I am going to apply to pilot the use of iPod touch as a tool to create podcasts at my elementary school. I think that until they Touch gets a built in camera, we will primarily use it as a recording device. There are headsets with microphones and earbuds which I am hoping will make it easier to record in a classroom setting. There are always recording issues. The Touches do have wifi and safari for internet access. And there are quite a few apps, but I have to investigate whether you actually create the podcast on the touch or record and sync the audio to a desktop/laptop for the actual creation in like Garageband or whatever.

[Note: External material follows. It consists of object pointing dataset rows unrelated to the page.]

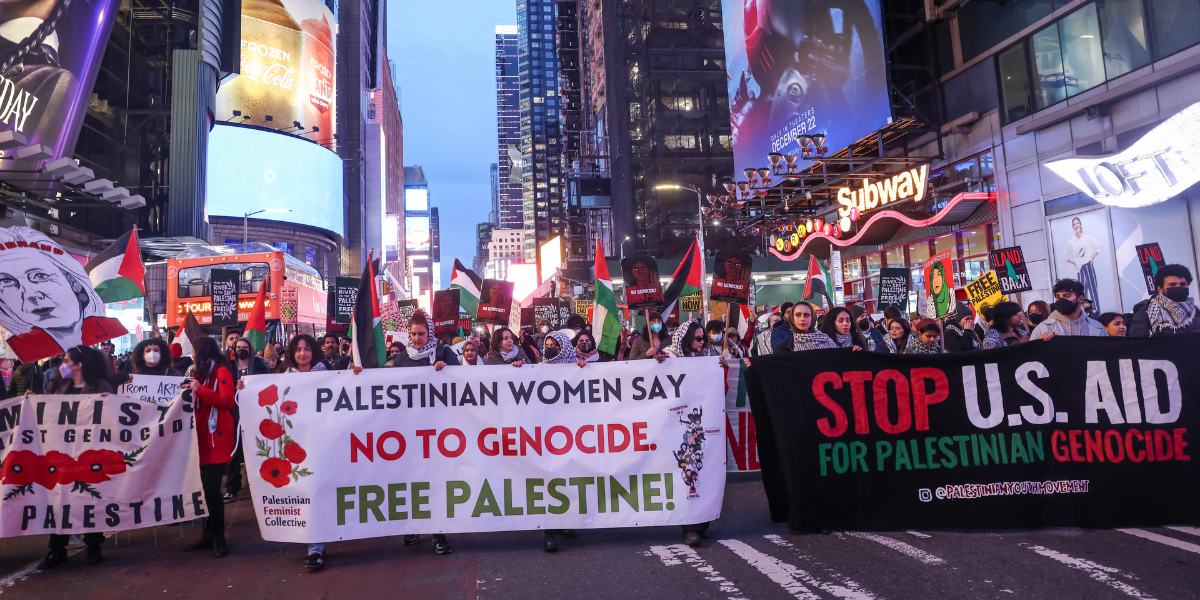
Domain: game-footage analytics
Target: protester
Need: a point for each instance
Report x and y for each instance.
(1171, 310)
(1114, 323)
(505, 349)
(959, 334)
(1068, 317)
(84, 370)
(213, 391)
(801, 319)
(839, 325)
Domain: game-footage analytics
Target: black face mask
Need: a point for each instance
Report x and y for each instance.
(1177, 294)
(1065, 306)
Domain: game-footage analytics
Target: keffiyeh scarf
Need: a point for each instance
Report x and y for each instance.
(1167, 313)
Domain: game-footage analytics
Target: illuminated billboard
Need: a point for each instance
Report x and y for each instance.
(253, 169)
(46, 84)
(793, 70)
(287, 66)
(417, 234)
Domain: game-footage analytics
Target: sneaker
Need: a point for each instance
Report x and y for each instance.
(315, 562)
(53, 558)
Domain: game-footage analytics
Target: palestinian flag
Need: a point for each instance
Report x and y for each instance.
(118, 273)
(189, 331)
(685, 281)
(256, 328)
(605, 324)
(817, 283)
(469, 286)
(367, 346)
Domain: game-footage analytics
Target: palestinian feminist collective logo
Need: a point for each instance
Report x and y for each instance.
(690, 455)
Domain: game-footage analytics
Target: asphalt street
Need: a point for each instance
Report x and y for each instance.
(747, 557)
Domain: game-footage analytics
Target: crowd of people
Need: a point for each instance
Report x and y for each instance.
(214, 370)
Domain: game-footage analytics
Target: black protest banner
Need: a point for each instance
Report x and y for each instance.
(1009, 267)
(1079, 432)
(894, 286)
(225, 297)
(1150, 256)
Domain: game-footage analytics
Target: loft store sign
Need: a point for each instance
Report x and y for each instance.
(903, 186)
(1153, 169)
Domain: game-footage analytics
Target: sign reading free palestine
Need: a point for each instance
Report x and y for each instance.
(485, 449)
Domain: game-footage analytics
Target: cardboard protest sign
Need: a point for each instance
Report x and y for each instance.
(445, 313)
(495, 303)
(1009, 267)
(641, 282)
(939, 286)
(731, 277)
(71, 315)
(894, 286)
(1150, 256)
(985, 292)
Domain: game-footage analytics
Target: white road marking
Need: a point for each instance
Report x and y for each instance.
(1162, 539)
(899, 546)
(793, 579)
(1097, 571)
(669, 556)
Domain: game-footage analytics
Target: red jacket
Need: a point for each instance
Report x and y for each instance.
(217, 391)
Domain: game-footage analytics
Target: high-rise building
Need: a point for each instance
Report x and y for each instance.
(540, 130)
(508, 202)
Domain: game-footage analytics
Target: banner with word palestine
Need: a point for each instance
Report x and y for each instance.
(76, 465)
(1083, 432)
(337, 456)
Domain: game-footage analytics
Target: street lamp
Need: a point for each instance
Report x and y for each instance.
(245, 221)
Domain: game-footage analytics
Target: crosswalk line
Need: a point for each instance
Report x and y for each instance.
(681, 553)
(899, 546)
(1099, 573)
(1162, 539)
(792, 579)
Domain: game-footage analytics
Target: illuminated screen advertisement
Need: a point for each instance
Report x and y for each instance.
(253, 169)
(417, 234)
(45, 93)
(287, 66)
(795, 69)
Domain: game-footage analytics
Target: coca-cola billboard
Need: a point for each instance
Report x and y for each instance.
(287, 67)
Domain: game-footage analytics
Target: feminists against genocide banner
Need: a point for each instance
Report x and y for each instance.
(76, 465)
(1087, 432)
(390, 451)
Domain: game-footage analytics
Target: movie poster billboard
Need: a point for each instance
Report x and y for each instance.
(642, 286)
(46, 84)
(731, 277)
(795, 70)
(287, 67)
(495, 303)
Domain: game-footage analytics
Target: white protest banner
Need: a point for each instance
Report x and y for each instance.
(156, 389)
(337, 456)
(76, 465)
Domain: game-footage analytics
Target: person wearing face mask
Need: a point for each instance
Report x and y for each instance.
(1171, 310)
(1068, 317)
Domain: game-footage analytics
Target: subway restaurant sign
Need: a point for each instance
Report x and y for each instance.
(390, 451)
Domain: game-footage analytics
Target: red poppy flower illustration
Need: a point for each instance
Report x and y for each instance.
(269, 396)
(270, 430)
(276, 472)
(294, 454)
(21, 468)
(96, 466)
(57, 468)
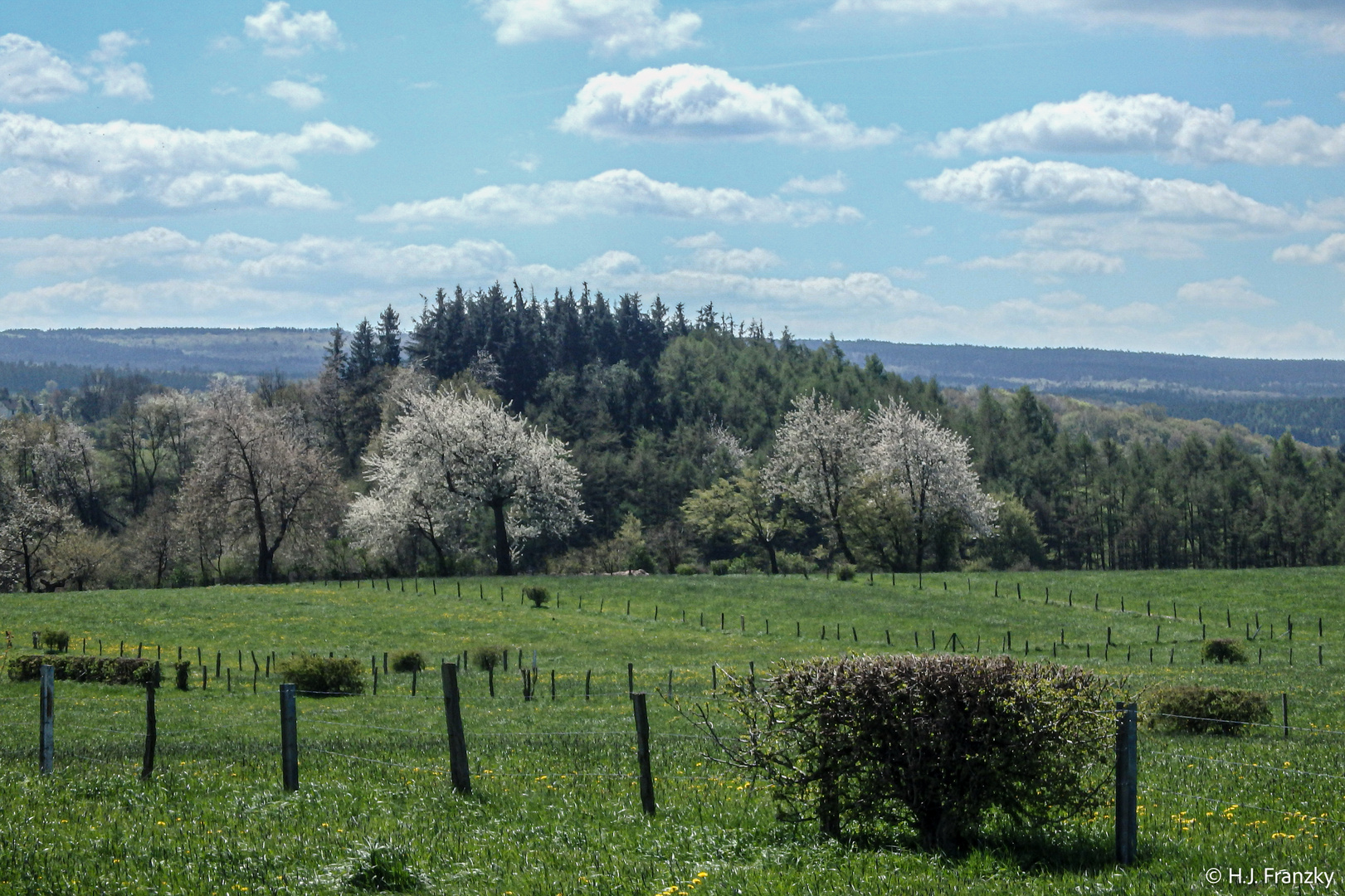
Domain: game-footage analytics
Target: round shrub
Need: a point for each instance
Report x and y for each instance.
(323, 675)
(489, 657)
(862, 744)
(1213, 711)
(1224, 650)
(407, 661)
(56, 642)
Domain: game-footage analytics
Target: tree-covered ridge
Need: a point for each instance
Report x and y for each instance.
(678, 431)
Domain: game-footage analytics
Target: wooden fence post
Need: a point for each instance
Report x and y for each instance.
(46, 708)
(1128, 785)
(288, 739)
(147, 768)
(457, 770)
(642, 751)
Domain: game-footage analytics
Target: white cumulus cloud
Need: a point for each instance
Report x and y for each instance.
(296, 95)
(290, 34)
(32, 71)
(120, 78)
(1317, 22)
(619, 192)
(610, 26)
(1332, 249)
(699, 103)
(46, 166)
(1154, 124)
(1232, 294)
(1070, 261)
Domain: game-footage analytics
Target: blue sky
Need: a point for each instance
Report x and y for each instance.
(1143, 174)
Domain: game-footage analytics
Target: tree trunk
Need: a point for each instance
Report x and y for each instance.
(504, 562)
(841, 543)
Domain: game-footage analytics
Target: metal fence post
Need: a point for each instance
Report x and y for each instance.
(288, 739)
(147, 768)
(642, 752)
(1128, 785)
(46, 707)
(457, 770)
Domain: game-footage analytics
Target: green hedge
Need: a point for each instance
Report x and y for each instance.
(323, 675)
(106, 670)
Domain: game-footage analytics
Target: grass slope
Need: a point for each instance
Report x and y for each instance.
(556, 807)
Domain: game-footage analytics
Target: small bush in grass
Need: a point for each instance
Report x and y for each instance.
(103, 670)
(322, 675)
(383, 868)
(1224, 650)
(938, 743)
(1199, 711)
(407, 661)
(56, 642)
(487, 658)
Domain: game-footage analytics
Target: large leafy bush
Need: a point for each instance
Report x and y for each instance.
(935, 743)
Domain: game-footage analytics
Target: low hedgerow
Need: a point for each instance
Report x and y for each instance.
(56, 642)
(1200, 711)
(862, 744)
(323, 675)
(1224, 650)
(407, 661)
(104, 670)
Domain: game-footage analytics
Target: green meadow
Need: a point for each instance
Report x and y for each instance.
(554, 806)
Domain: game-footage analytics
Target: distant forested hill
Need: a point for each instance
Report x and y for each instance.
(296, 353)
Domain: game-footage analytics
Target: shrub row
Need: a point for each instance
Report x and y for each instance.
(937, 743)
(1197, 711)
(106, 670)
(322, 675)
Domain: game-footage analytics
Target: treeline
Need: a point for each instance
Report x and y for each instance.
(670, 420)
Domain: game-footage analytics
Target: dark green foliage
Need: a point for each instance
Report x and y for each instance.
(1200, 711)
(937, 743)
(487, 658)
(105, 670)
(383, 868)
(407, 661)
(323, 675)
(56, 642)
(1224, 650)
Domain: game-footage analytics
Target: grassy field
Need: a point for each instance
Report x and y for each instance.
(556, 807)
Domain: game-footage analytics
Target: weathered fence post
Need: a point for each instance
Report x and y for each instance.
(1128, 785)
(457, 770)
(147, 768)
(288, 739)
(46, 708)
(642, 751)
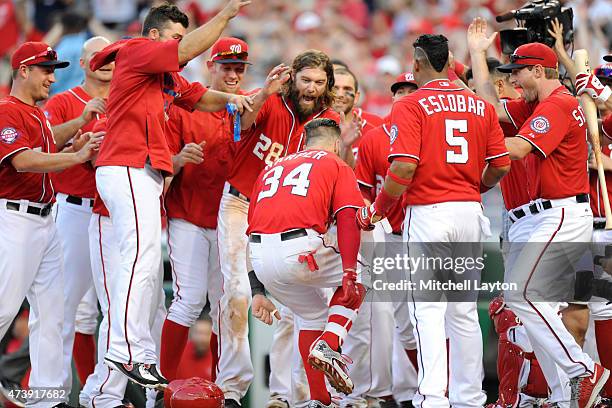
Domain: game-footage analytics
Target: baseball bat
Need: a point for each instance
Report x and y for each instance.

I am so interested to hear other teachers' opinions about podcasting/digital story telling because of how "wed" to the writing process teachers can become sometimes, for obvious reasons. I think I see this because at the level of language learning/acquisition that my students are, they do almost no writing, just language production. So I know there are alternative means of expression/presentation/assessment that can be used effectively. Storyboarding is a big element in good digital storytelling which is an organizational tool. The editing process is well, just that, editing...choosing the most important material to include and checking for meaning/correctness. A well done digital story can be a very complete representation of a students thoughts/understanding/ideas.

I keep meaning to read more of the text Digital Storytelling in the Classroom, but quite frankly not only is it like a user's manual, which I am notorious for eschewing in favor of just trying things out, but it's also dry as toast and about as indigestible.

I'm proud of myself for finally quieting my mind enough to finish another assignment and thankful that I have 2 days over this teacher's convention that I can spend some time and get things done.

1 comment:

  1. What grade do you teach? My 8th graders are always writing and I am always trying to find ways to have them think "outside the box." I feel that the technology helps me to do that. An example of something I did recently was to provide several writing prompts on line through "Discovery Education" with associated pictures. My District provides this tool. The students were able to choose the prompt that they were interested in. So not only did they submit online, but I was simultaneously able to offer differentiated instruction.